Durch die türkische Community in Deutschland gehen nach dem Putschversuch gleich mehrere Risse, sagt der Berliner Anwalt und SPD-Abgeordnete Erol Özkaraca im Interview.

Berlin - Der gescheiterte Putschversuch wühlt die türkische Community in Deutschland auf. „Durch die Gesellschaft gehen mehrere Risse“, sagt der Berliner Rechtsanwalt und SPD-Abgeordnete Erol Özkaraca im Interview. Er befürchtet das Erstarken der Vertreter eines politischen Islam in Berlin – der Stadt mit den meisten türkischen Einwohnern außerhalb der Türkei. „Der Streit wird sich verschärfen.“

 
Herr Özkaraca, Sie sind seit Freitagabend in Istanbul. Was erleben Sie zur Zeit?
Im Moment erlebe ich viele Menschen, die auf Pickups und in Privatwagen durch die Straßen fahren und „Allahu Akbar“ rufen oder „Wir wollen die Scharia wiederhaben“.
Sie leben in Berlin und sind als Abgeordneter des Bezirks Neukölln im Landesparlament. Wie ist Ihr Eindruck von der türkischstämmigen Community in der Hauptstadt derzeit?
Durch die türkische Community gehen nach dem gescheiterten Putsch gleich mehrere Risse. Die Anhänger Erdogans hatten zu einer Demonstration aufgerufen, zu der Tausende kamen, um das Scheitern zu feiern. Auf der anderen Seite leben in der Stadt viele Aleviten. In der Türkei haben die Aleviten Angst vor einem Einfluss der religiösen Sunniten, der so stark ist, dass sie um ihr Leben bangen müssen. Die Berliner Aleviten wissen das und haben nun große Sorgen um ihre Angehörigen in der Türkei. Die Aleviten sind bisher in der Türkei die einzige Gruppe, die klar und stark für Laizismus und eine freie Gesellschaft eintritt. In Berlin wird das zu einer weiteren Segmentierung führen.
Hier in Berlin ist auch eine junge Community wahrnehmbar, die sich zu AKP-Anhängern wahrnehmbar. Was sehen Sie da?
Ein Beispiel für das sehr offensive Auftreten dieser Gruppe lässt sich aktuell im sozialen Netzwerk Facebook besichtigen. Die Berlinerin Betül Ulusoy, die durch ihre Kampagne für das Tragen des Kopftuchs als Rechtsreferendarin im Staatsdienst bekannt geworden ist, schreibt hier in Berlin zu dem Putschversuch: „Alles hat seinen Segen, jetzt können wir ein wenig Dreck säubern. Jeder kriegt seine Strafe.“
Wie ordnen Sie solche polarisierenden Äußerungen in der Debatte hierzulande ein?

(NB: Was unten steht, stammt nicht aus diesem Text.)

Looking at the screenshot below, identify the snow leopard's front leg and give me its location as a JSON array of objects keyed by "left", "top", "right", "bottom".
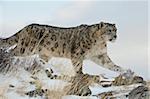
[{"left": 90, "top": 53, "right": 125, "bottom": 73}]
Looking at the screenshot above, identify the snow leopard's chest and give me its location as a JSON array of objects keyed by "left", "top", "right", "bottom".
[{"left": 85, "top": 41, "right": 107, "bottom": 59}]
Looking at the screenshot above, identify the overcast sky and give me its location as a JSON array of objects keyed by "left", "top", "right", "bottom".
[{"left": 0, "top": 0, "right": 150, "bottom": 79}]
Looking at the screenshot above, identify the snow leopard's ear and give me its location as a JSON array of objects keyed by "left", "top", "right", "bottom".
[{"left": 99, "top": 22, "right": 105, "bottom": 28}]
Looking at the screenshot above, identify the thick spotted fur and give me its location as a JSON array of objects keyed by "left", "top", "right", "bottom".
[{"left": 0, "top": 22, "right": 123, "bottom": 73}]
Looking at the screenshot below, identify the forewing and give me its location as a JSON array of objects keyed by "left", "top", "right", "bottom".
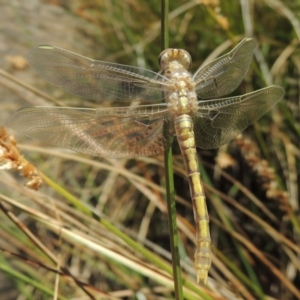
[
  {"left": 27, "top": 46, "right": 168, "bottom": 101},
  {"left": 8, "top": 104, "right": 173, "bottom": 158},
  {"left": 193, "top": 38, "right": 256, "bottom": 99},
  {"left": 194, "top": 86, "right": 284, "bottom": 149}
]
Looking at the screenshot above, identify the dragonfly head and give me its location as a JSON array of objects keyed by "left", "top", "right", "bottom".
[{"left": 158, "top": 49, "right": 192, "bottom": 70}]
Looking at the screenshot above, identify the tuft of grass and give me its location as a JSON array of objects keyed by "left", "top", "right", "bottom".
[{"left": 0, "top": 0, "right": 300, "bottom": 299}]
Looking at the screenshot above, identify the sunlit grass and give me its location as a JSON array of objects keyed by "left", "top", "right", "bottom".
[{"left": 0, "top": 1, "right": 300, "bottom": 299}]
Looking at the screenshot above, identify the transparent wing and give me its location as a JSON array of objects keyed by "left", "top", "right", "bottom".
[
  {"left": 193, "top": 38, "right": 256, "bottom": 99},
  {"left": 8, "top": 104, "right": 173, "bottom": 158},
  {"left": 194, "top": 85, "right": 284, "bottom": 149},
  {"left": 27, "top": 46, "right": 169, "bottom": 101}
]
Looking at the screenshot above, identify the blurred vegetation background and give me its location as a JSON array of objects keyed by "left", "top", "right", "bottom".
[{"left": 0, "top": 0, "right": 300, "bottom": 299}]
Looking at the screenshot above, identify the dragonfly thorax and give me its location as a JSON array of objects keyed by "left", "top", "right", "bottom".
[{"left": 158, "top": 49, "right": 192, "bottom": 71}]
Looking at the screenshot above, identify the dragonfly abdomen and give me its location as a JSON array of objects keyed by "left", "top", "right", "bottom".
[{"left": 174, "top": 114, "right": 211, "bottom": 284}]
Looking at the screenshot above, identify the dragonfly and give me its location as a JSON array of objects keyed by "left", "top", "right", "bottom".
[{"left": 8, "top": 38, "right": 284, "bottom": 284}]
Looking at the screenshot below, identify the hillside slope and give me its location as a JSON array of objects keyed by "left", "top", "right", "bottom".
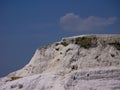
[{"left": 0, "top": 35, "right": 120, "bottom": 90}]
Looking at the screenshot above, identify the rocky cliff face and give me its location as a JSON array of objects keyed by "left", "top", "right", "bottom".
[{"left": 0, "top": 35, "right": 120, "bottom": 90}]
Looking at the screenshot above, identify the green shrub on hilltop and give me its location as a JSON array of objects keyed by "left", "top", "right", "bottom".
[
  {"left": 75, "top": 37, "right": 97, "bottom": 49},
  {"left": 109, "top": 41, "right": 120, "bottom": 50}
]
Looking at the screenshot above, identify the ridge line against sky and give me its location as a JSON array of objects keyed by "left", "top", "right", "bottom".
[{"left": 0, "top": 0, "right": 120, "bottom": 76}]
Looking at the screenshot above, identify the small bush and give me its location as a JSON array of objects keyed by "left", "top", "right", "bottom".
[
  {"left": 18, "top": 84, "right": 23, "bottom": 89},
  {"left": 111, "top": 54, "right": 115, "bottom": 57},
  {"left": 71, "top": 65, "right": 78, "bottom": 70},
  {"left": 11, "top": 77, "right": 21, "bottom": 81},
  {"left": 55, "top": 48, "right": 59, "bottom": 51},
  {"left": 61, "top": 41, "right": 68, "bottom": 46},
  {"left": 75, "top": 37, "right": 96, "bottom": 49},
  {"left": 55, "top": 43, "right": 59, "bottom": 46}
]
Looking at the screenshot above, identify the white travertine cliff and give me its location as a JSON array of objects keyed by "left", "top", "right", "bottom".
[{"left": 0, "top": 34, "right": 120, "bottom": 90}]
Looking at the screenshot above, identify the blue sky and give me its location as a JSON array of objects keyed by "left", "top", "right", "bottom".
[{"left": 0, "top": 0, "right": 120, "bottom": 76}]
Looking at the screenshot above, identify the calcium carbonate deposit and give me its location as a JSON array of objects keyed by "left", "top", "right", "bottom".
[{"left": 0, "top": 34, "right": 120, "bottom": 90}]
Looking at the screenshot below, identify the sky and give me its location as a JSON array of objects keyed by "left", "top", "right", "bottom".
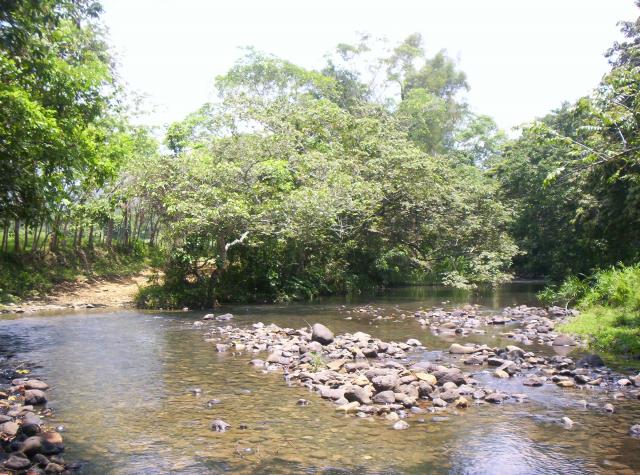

Unser Problem ist, dass wir keine gesellschaftlichen Konsens darüber haben, wie wir mit einem politischen Islam umgehen wollen. Wir sind uns nicht mal einig darüber, wann politischer Islam beginnt. Das ist eine Gefahr für eine freie Gesellschaft. Wenn wir dieses Thema nicht offensiv angehen, machen wir einen großen Fehler.
Geben Sie ein Beispiel?
Wir debattieren zum Beispiel kontrovers über die Frage, ob die türkisch-islamische Union Ditib, die in Deutschland als Dachverband für viele Moscheen agiert, für einen politischen Islam steht. Angesichts der Tatsache, dass das Freitagsgebet aus Ankara vorgegeben wird und die Imame hierher entsandt werden, ist es mindestens naiv, das in Frage zu stellen. Frau Ulusoy gehört der Ditib an. Und in ihrem Kampf zur Durchsetzung des Einflusses eines politischen Islam in öffentlichen Ämtern kann sie sich der Unterstützung der AKP sicher sein.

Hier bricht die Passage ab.